Oct 27 2013
A video game developer sends out a company-wide e-mail advising of an “open audition” for voice work in a new video game. An employee responds to the call, appears for an audition, and later lends her voice talents to a new video game character. The game character is prominently featured in certain advertising for the video game, and is later included in the video game itself. The employee then files a lawsuit alleging that the video game developer’s use of her voice infringes her intellectual property rights. What are the respective rights of the video game company and the employee?
A federal district court in Northern California has found, upon the facts of the particular case before it, that the video game company alone holds the copyrights. As set forth below, however, the facts are atypical in the video game industry.
The “Baby Murloc” Lawsuit—Lewis v. Activision Blizzard, Inc., Case No. 12-cv-01096 (N.D. Cal. Mar. 5, 2012).
Activision Blizzard, Inc. and Blizzard Entertainment, Inc. develop and publish the popular “massively multiplayer” online role-playing game “World of Warcraft”—a game which boasts over nine million subscribers and features a myriad of computer-controlled characters and monsters. Blizzard maintains a body of employees to oversee and maintain World of Warcraft and its dynamic virtual world. These include “Game Masters” – customer service specialists who have expert knowledge of the game, present as characters within the game, and assist players with difficulties in game play.
In 2005, the Plaintiff—a World of Warcraft “Game Master”—responded to a company-wide “casting call” for voice work for the game.

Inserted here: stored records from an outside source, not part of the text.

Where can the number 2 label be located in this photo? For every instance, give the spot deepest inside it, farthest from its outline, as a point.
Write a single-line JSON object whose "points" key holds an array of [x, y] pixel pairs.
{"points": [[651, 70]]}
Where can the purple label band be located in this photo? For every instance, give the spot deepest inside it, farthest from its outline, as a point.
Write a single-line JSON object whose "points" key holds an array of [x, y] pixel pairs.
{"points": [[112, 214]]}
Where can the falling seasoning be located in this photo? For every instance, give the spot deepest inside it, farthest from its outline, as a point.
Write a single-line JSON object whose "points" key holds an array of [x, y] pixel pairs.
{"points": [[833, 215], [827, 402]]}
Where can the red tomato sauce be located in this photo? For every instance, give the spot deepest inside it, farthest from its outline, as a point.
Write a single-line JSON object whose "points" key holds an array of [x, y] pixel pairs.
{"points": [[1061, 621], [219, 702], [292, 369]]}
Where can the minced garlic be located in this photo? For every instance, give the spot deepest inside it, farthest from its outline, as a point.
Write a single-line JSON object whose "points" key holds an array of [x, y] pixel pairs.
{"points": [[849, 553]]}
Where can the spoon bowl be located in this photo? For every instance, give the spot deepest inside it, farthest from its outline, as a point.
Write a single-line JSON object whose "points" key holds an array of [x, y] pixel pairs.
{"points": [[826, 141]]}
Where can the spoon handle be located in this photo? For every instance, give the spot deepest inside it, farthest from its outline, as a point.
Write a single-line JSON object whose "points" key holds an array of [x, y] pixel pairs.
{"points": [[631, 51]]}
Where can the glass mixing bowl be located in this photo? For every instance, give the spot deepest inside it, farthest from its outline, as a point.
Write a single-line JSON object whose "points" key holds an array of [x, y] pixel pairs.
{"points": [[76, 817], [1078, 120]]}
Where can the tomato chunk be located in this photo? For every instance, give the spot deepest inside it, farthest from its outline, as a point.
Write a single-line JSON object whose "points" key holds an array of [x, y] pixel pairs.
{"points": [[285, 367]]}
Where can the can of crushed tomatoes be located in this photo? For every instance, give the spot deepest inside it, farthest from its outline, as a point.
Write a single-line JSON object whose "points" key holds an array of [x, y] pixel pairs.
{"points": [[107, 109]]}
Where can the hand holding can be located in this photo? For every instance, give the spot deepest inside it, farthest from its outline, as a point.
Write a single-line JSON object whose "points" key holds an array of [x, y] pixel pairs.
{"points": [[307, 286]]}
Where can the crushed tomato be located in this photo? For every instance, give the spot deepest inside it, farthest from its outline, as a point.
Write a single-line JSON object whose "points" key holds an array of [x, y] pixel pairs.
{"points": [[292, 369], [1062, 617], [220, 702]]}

She was later selected to voice the “baby murloc” game character. Plaintiff reportedly regarded the opportunity as “fun,” and was enthusiastic about being cast. She thereafter appeared for several studio vocal sessions at Blizzard’s recording studio during normal work hours, and was compensated for her time at her normal hourly rate.

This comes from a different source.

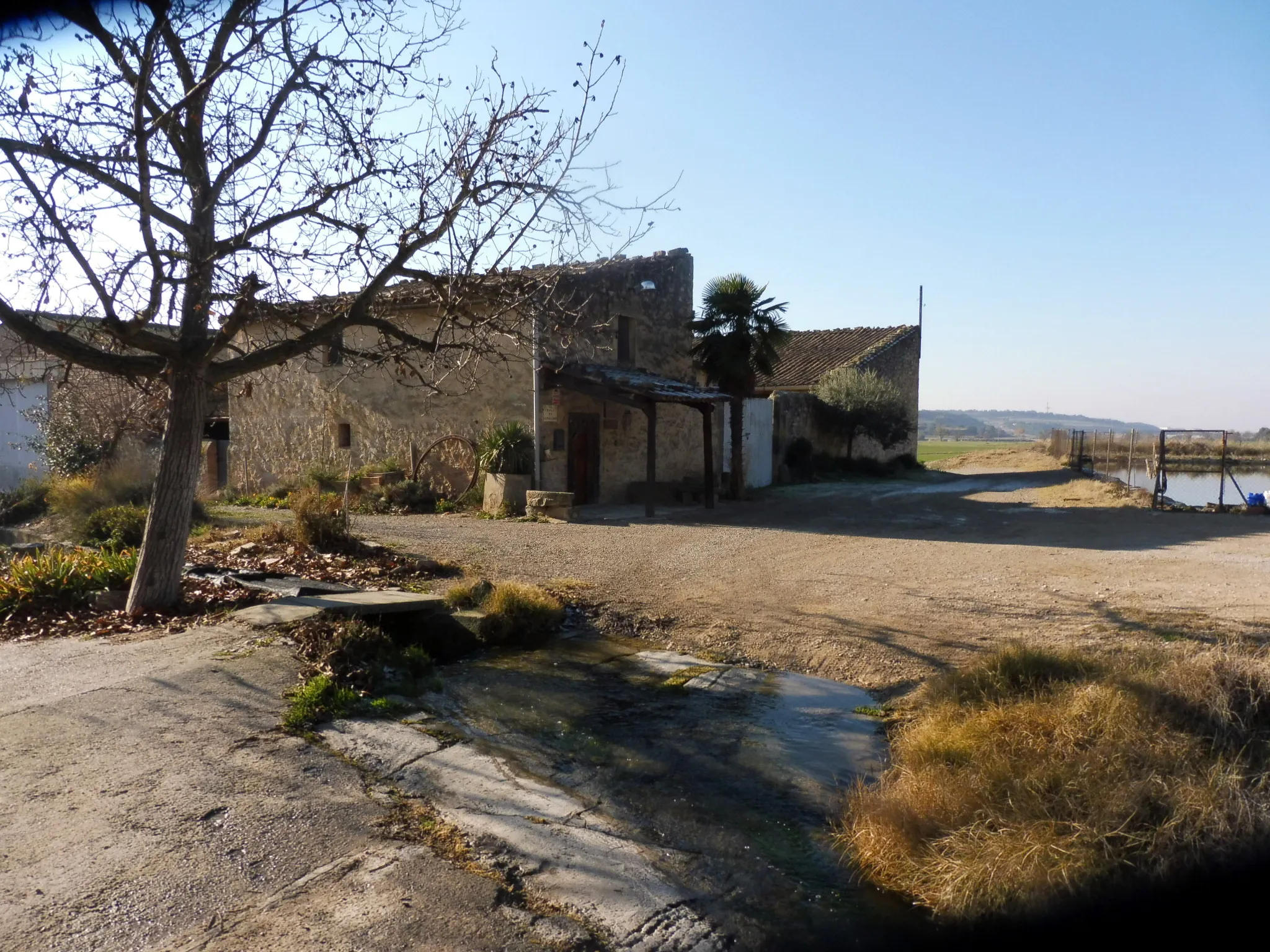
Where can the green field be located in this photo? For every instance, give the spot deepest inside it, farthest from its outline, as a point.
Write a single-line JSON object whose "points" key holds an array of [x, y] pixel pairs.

Seven years later Plaintiff sued Blizzard, claiming that Blizzard’s use of her voice recordings in World of Warcraft and several subsequent “expansions” of the game violated her copyrights and state law publicity rights. Recently, on October 17, 2013, the Court found against Plaintiff as a matter of law, finding that her voice work for World of Warcraft was a “work made for hire.” Blizzard therefore owns the copyrights in the disputed recordings, and there was therefore no copyright infringement.
What Is A “Work Made For Hire?”
In general, copyright ownership vests with the author or authors of a creative work. However, an exception exists where a copyrightable work is a “work made for hire.”
A work is made “for hire” if it is “prepared by [an] employee in the scope of his or her employment.” In that instance, “the employer or other person for whom the work was prepared is considered the author . . . and, unless the parties have expressly agreed otherwise in a written instrument signed by them, owns all of the rights comprised in copyright. “ 17 U.S.C. §201. Applying common law agency principles, a task is generally considered “within the scope” of an employee’s employment if (1) it is the kind the employee is employed to perform; (2) it occurs substantially within authorized time and space limits; and (3) it is actuated, at least in part, for the purpose of serving the employer.
“Employed To Perform”—the Pivotal Inquiry In The “Baby Murloc” Case.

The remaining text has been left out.